Men, women and little children were routed out of their homes, thousands of men were thrown into concentration camps, a blanket fine of more than half a billion marks was imposed upon a whole community, Jewish businesses were looted, synagogues were set on fire, thousands of German citizens risked their lives in the Nazi reich to give aid to the wretched victims of an organized atrocity, hundreds sent letters abroad to plead that the action was not favored by the German people, and protests arose all over the civilized world.
In this country men of all parties and creeds—the President, Mr. Hoover, Mr. Dewey—protested. But Colonel Lindbergh did not protest.
Apartments and villas were then available in Berlin because so many had been forcibly evacuated. But the colonel’s idea of settling in Germany provoked much adverse comment, and he abandoned the idea of a German residence and removed to an apartment in Paris.
On January 7, 1939, he reported to the United States on German aviation. He sailed for this country last April. His Friday speech is his first public utterance on American political affairs.
Colonel Lindbergh’s inclination toward Fascism is well known to his friends. “Pity, sentiment and personal sympathy” play little role in his life. On the other hand, he has a passion for mechanics and a tendency to judge the world and society purely from a technical and mechanical standpoint. The humanities, which are at the very center and core of the democratic idea, do not interest him, and he is completely indifferent to political philosophy.

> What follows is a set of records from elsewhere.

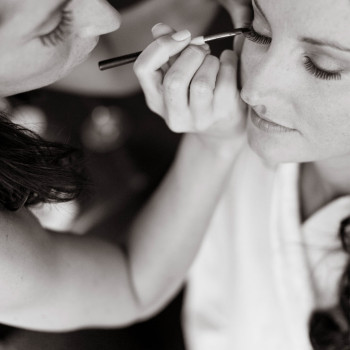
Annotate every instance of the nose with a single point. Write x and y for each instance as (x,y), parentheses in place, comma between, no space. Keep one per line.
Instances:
(96,17)
(266,78)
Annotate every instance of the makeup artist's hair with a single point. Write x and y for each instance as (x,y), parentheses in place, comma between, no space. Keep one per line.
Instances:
(330,329)
(33,170)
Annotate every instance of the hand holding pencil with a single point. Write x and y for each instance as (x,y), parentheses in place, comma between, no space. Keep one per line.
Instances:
(201,40)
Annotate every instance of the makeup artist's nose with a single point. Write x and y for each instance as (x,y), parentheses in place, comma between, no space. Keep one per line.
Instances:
(97,17)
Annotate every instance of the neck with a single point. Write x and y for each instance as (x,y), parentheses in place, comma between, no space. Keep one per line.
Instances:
(324,181)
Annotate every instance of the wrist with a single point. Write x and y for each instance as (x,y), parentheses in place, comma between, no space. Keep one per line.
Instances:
(225,149)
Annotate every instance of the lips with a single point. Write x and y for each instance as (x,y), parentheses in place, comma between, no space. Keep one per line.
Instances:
(266,124)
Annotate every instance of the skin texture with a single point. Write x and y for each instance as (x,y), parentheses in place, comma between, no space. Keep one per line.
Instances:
(54,281)
(279,87)
(25,63)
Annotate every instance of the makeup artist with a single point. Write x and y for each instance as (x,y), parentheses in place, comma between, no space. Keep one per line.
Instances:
(273,271)
(54,281)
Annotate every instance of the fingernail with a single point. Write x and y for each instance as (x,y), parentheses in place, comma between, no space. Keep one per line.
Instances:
(227,56)
(156,25)
(181,35)
(206,47)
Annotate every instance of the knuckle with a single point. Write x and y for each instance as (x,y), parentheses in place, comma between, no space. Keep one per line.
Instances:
(175,126)
(194,50)
(201,86)
(173,81)
(212,60)
(139,69)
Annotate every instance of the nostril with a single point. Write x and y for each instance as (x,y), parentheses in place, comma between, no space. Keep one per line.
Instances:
(244,97)
(260,109)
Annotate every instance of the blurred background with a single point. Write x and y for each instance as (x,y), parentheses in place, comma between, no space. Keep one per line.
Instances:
(127,151)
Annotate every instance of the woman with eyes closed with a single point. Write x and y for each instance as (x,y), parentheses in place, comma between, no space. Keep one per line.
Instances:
(273,271)
(52,281)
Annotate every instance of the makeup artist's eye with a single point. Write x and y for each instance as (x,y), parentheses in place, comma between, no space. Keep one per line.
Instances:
(320,73)
(62,29)
(257,38)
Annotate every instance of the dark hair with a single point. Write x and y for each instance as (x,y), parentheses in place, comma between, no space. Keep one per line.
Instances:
(33,170)
(330,329)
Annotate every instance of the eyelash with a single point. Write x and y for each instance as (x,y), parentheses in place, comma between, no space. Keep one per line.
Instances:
(308,63)
(320,73)
(58,34)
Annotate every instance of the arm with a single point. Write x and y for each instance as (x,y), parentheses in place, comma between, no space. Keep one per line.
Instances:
(59,282)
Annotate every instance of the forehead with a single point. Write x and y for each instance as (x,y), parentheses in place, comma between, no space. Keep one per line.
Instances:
(320,18)
(10,9)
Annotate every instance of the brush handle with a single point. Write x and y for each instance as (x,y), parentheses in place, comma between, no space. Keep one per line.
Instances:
(131,57)
(118,61)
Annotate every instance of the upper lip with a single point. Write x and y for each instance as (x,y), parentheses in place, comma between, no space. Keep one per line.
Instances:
(269,120)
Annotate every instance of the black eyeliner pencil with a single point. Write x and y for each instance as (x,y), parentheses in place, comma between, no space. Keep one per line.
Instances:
(131,57)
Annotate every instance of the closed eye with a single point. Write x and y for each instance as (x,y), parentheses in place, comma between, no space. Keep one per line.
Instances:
(255,37)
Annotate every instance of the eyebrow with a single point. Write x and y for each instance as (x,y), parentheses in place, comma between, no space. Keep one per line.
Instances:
(257,5)
(52,12)
(321,42)
(317,42)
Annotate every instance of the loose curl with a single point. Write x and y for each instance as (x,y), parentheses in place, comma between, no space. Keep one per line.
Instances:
(330,329)
(33,170)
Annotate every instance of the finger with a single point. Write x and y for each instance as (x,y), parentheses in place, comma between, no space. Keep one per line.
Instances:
(161,29)
(151,60)
(177,80)
(242,15)
(202,92)
(226,96)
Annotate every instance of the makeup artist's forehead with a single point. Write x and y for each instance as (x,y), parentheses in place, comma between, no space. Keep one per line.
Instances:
(311,18)
(10,9)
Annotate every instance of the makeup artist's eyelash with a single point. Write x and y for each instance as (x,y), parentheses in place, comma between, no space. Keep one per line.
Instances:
(320,73)
(309,65)
(58,34)
(257,38)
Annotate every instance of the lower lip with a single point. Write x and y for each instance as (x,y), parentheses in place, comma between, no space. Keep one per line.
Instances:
(267,126)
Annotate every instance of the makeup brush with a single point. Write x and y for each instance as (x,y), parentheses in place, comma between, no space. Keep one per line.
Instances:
(200,40)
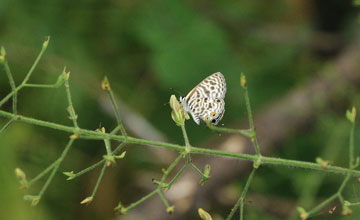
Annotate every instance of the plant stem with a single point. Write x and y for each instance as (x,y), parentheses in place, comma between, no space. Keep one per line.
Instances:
(323,204)
(116,111)
(27,77)
(12,85)
(178,174)
(99,180)
(45,86)
(56,167)
(351,146)
(3,129)
(251,122)
(14,91)
(71,107)
(197,169)
(246,132)
(162,198)
(143,199)
(117,149)
(187,143)
(102,136)
(43,173)
(240,201)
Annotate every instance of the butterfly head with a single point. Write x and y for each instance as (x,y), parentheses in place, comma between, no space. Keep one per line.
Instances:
(213,117)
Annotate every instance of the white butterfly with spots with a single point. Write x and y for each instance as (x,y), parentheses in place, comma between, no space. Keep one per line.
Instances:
(206,100)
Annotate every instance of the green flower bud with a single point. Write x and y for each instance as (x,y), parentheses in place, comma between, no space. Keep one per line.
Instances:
(204,215)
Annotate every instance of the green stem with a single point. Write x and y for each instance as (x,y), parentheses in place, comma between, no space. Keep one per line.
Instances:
(12,85)
(240,201)
(14,91)
(43,173)
(178,174)
(163,199)
(108,146)
(197,169)
(45,86)
(56,167)
(171,167)
(143,199)
(246,132)
(71,107)
(354,204)
(117,149)
(351,146)
(27,77)
(116,111)
(323,204)
(99,180)
(251,121)
(3,129)
(102,136)
(187,143)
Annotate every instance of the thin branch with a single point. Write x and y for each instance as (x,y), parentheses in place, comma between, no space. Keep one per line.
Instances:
(56,167)
(99,180)
(102,136)
(240,201)
(117,149)
(5,127)
(12,85)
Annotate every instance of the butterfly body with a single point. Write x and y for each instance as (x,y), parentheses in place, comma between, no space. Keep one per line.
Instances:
(206,100)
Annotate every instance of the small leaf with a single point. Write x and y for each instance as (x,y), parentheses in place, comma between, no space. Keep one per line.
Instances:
(2,55)
(70,175)
(87,200)
(204,215)
(351,115)
(323,163)
(206,175)
(61,80)
(121,156)
(2,52)
(110,160)
(33,199)
(105,85)
(120,209)
(347,203)
(46,42)
(303,214)
(22,178)
(243,82)
(170,210)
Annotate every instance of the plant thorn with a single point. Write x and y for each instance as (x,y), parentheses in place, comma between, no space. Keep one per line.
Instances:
(170,210)
(70,175)
(87,200)
(204,215)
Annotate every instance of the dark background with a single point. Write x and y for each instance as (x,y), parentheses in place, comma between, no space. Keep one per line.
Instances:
(301,59)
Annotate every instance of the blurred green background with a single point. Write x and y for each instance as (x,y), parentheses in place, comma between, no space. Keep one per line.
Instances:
(147,47)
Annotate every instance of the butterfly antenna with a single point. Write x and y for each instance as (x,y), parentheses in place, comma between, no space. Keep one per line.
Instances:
(179,93)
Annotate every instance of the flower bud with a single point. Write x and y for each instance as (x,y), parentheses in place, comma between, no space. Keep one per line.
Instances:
(87,200)
(105,85)
(46,42)
(204,215)
(178,114)
(243,82)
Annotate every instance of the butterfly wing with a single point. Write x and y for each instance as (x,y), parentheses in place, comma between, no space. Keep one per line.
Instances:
(213,86)
(206,100)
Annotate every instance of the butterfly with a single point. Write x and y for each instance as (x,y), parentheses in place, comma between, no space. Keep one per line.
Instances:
(206,100)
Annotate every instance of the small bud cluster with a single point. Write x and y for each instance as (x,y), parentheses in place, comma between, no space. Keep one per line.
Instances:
(178,113)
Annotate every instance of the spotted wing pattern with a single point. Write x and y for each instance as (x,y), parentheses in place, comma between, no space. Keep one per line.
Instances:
(206,100)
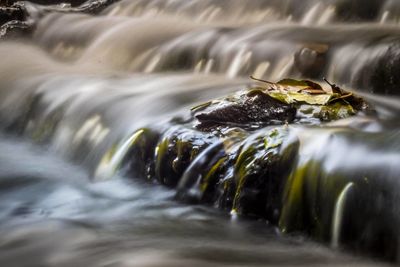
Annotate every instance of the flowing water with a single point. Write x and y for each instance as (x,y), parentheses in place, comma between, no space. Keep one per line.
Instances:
(82,83)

A man who has never spared himself physically, but has taken upon himself the most grueling training, keeping himself awake and without food for days, he has the utmost contempt for physical weakness. Cruelty does not affront him. He is himself a cruel practical joker.
He also is a national hero, and because this country loves its heroes, the press, which Colonel Lindbergh hates, has behaved very chivalrously toward Colonel Lindbergh’s ideas.
But since he himself has warned that all who speak in the present situation should have their personal interests inquired into, he cannot object to an inquiry into his own biases. And his are not the predilections of the majority of Americans or of democracies anywhere.